Plusieurs pays européens s'apprêtent à organiser des élections dans les prochains mois, ce qui rend le continent particulièrement vulnérable aux ingérences étrangères. Les craintes portent notamment sur des tentatives de manipulation de l'opinion publique, des cyberattaques ou des sabotages d'infrastructures critiques.

La « guerre hybride » menée par Moscou combine des actions militaires conventionnelles, des cyberattaques, des campagnes de désinformation et des opérations clandestines. Cette stratégie vise à affaiblir les sociétés européennes et à saper la confiance dans les institutions démocratiques.

Une réponse européenne attendue

Face à ces menaces, l'Union européenne cherche à renforcer sa résilience et sa capacité à détecter et contrer ces opérations. Les États membres sont appelés à partager davantage de renseignements et à coordonner leurs actions pour protéger leurs citoyens et leurs infrastructures.

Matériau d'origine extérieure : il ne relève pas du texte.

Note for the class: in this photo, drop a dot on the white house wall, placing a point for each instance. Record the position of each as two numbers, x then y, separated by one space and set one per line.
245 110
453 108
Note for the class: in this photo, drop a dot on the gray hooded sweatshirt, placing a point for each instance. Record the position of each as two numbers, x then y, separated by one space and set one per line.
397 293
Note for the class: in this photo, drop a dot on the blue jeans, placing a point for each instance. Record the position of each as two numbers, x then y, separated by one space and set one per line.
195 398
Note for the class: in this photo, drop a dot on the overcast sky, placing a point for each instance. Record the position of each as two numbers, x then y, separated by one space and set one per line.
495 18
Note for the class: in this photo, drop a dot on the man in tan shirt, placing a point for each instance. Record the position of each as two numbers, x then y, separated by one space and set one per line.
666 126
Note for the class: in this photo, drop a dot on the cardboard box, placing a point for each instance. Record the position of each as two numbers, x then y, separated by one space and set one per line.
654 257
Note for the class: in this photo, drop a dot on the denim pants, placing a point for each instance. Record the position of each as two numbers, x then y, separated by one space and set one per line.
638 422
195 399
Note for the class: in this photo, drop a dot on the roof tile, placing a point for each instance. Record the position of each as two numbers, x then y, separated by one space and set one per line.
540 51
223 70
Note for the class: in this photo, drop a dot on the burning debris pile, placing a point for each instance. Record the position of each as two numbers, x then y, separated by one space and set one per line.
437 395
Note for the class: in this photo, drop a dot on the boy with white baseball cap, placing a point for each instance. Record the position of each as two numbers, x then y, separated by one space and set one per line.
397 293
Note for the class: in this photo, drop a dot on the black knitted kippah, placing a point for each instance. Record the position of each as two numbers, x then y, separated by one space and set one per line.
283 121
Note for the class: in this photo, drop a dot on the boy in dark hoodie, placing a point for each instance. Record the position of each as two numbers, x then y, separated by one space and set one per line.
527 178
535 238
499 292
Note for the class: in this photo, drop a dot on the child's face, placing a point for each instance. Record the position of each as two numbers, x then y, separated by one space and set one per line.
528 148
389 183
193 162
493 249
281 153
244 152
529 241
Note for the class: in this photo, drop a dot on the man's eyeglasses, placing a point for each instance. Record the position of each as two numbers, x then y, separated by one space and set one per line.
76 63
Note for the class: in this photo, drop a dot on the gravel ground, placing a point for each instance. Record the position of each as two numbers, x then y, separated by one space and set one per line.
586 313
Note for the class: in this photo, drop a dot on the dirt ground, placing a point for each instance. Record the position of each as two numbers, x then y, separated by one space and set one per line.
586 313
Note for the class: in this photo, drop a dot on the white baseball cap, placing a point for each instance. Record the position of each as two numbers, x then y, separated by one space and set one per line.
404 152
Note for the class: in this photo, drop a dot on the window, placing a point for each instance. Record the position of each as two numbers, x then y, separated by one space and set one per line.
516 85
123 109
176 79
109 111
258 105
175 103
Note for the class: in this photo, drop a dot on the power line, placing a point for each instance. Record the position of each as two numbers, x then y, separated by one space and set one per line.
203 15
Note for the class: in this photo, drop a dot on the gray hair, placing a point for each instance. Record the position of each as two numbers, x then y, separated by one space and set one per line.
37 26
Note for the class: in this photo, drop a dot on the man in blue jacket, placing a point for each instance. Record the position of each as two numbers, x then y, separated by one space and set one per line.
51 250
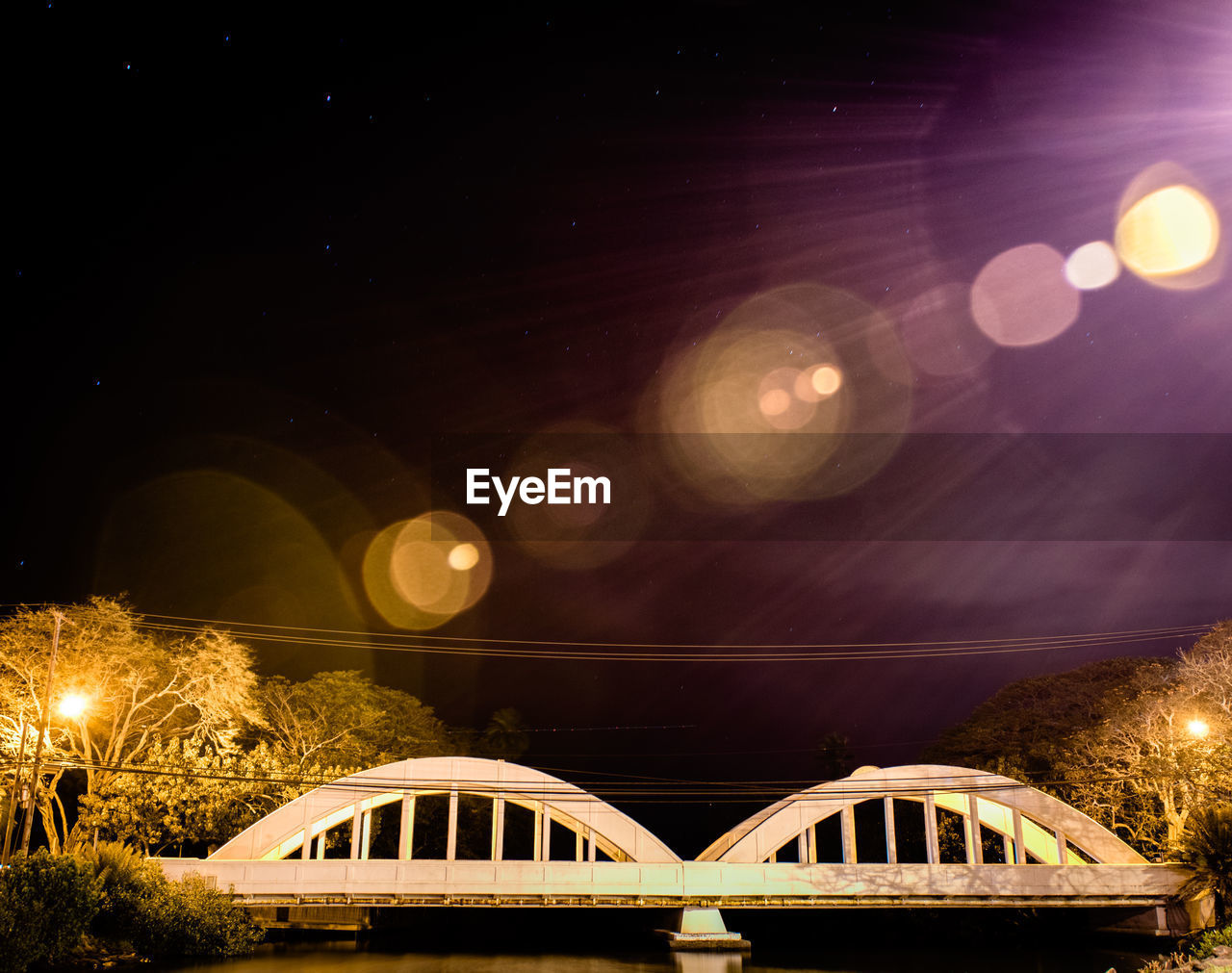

La Commission européenne a déjà proposé des mesures pour lutter contre la désinformation et renforcer la sécurité des élections. Toutefois, la mise en œuvre de ces mesures reste inégale selon les pays. La coopération entre les services de renseignement et les forces de l'ordre est jugée cruciale pour prévenir de nouveaux incidents.

Alors que le conflit en Ukraine se prolonge et que la Russie continue de mobiliser des troupes, l'UE doit faire face à un défi sécuritaire de grande ampleur. Les prochains mois seront décisifs pour évaluer la capacité des Européens à résister à ces pressions hybrides et à préserver leur stabilité politique et sociale.